Begitulah rutinitas Gupardi dan ratusan warga Desa Lubuk Resam petani kopi setiap hari. Bertani, lalu menjual kopi ke tengkulak hingga tersaji di kafe-kafe ternama.
Perjuangan Gupardi dan ratusan petani kopi lain di Desa Lubuk Resam semakin berat sejak 10 tahun terakhir. Pasalnya, persoalan petani kopi semakin kompleks, mulai dari harga tak bersaing hingga cuaca ekstrem yang memengaruhi panen.
Baca juga: Sebelum Keracunan, Penghuni Kontrakan di Bantar Gebang Bekasi Beli 5 Saset Kopi Merek Berbeda
"Sejak 10 tahun terakhir hasil kopi terjun bebas atau menurun. Biasanya satu hektare kebun menghasilkan 2 ton kopi, tapi sekarang hanya 1 ton, banyak juga yang tidak sampai 1 ton. Penyebabnya, pupuk mahal dan langka, cuaca tak menentu, hingga tanah jenuh terlalu sering diberi pupuk kimia," cerita Gupardi.
Menurut Gupardi, persoalan yang cukup mengkhawatirkan adalah cuaca ekstrem yang tidak dapat diprediksi sejak 10 tahun terakhir.
"Kalau harga naik turun itu wajar, pupuk dari kimia ke organik saat ini sedang kami siasati. Namun cuaca ekstrem tak menentu sejak 10 tahun terakhir, tak mampu kami siasati. Ini membahayakan tanaman kopi," jelas Gupardi.
Gupardi berkata, saat ini cuaca sangat panas yang membuat banyak putik calon bunga kopi menjadi hangus. Kemudian saat hujan deras mengguyur wilayahnya, bunga kopi otomatis akan gugur.
Tanaman kopi memasuki fase berbunga mulai Juli hingga September. Kemudian fase bunga menjadi putik Oktober hingga Desember. Artinya, fase yang paling rawan pada tanaman budidaya kopi dimulai dari Juli hingga Desember.
"Juli hingga Desember saat ini panas dan hujan terjadi begitu luar biasa, jika panas maka panasnya terik menghanguskan putik bunga. Bila hujan maka hujannya panjang, menggugurkan bunga. Hal ini tidak pernah terjadi sebelumnya saat 10 tahun lalu" kata Gupardi.
"Saat putik bunga kopi hangus di terik matahari, maka pupuslah mimpi kami," tandasnya.
Ibarat sudah jatuh tertimpa tangga, jenuhnya tanah akibat tingginya penggunaan pupuk kimia juga melilit kebun-kebun petani di Bengkulu.
Sejumlah petani di Desa Lubuk Resam menjelaskan dalam perhitungan mereka per hektar kebun kopi membutuhkan 500 kg pupuk poshka.
"Itu kalau hasil mau maksimal.
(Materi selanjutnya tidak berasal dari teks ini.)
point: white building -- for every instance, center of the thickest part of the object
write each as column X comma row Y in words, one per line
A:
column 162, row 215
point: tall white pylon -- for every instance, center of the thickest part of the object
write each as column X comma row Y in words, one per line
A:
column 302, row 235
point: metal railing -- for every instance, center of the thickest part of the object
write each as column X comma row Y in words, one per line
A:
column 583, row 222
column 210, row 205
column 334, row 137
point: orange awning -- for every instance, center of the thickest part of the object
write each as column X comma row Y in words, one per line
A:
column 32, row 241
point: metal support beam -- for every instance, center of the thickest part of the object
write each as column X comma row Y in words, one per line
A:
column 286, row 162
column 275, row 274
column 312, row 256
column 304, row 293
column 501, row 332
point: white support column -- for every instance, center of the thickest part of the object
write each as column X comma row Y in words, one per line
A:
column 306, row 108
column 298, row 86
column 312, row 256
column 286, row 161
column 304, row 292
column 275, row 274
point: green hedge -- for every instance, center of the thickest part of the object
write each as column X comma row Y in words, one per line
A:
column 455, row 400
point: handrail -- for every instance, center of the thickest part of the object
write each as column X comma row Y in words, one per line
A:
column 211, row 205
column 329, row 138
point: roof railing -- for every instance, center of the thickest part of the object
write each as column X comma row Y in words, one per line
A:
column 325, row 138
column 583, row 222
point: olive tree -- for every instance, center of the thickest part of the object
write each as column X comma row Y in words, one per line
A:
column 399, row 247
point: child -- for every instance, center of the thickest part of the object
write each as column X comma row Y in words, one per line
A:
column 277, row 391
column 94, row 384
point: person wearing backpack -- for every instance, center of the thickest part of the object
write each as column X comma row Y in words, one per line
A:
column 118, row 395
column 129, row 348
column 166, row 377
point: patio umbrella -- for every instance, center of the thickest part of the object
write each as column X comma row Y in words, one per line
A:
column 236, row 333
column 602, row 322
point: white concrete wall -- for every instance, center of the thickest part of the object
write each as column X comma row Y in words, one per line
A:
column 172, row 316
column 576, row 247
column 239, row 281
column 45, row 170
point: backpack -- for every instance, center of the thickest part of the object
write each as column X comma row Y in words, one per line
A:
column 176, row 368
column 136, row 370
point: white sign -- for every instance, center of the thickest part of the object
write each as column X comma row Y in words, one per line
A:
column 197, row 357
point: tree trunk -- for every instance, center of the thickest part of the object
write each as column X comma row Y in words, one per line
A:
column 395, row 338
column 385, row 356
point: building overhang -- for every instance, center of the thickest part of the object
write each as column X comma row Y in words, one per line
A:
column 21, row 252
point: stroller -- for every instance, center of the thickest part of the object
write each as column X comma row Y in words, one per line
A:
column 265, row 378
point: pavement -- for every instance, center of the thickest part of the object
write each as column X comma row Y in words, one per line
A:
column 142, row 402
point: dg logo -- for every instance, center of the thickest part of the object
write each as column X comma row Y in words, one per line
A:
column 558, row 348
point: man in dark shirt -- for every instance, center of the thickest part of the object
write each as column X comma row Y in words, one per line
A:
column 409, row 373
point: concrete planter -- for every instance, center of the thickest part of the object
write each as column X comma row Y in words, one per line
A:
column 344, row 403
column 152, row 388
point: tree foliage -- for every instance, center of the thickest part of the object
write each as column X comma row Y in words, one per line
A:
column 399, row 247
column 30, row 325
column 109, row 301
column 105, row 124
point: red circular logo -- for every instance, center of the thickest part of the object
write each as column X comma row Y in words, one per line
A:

Belum lagi pupuk mahal sekarang sementara tanah sudah rusak akibat pupuk kimia. Pilihan mengelola pupuk organik mulai kami lakukan," ujar Gupardi.
Nestapa petani kopi ini sejauh ini belum menjadi perhatian serius pemerintah baik dalam penanganan infrastruktur, pengelolaan pupuk organik dan kompos, apalagi adaptasi dan mitigasi perubahan iklim.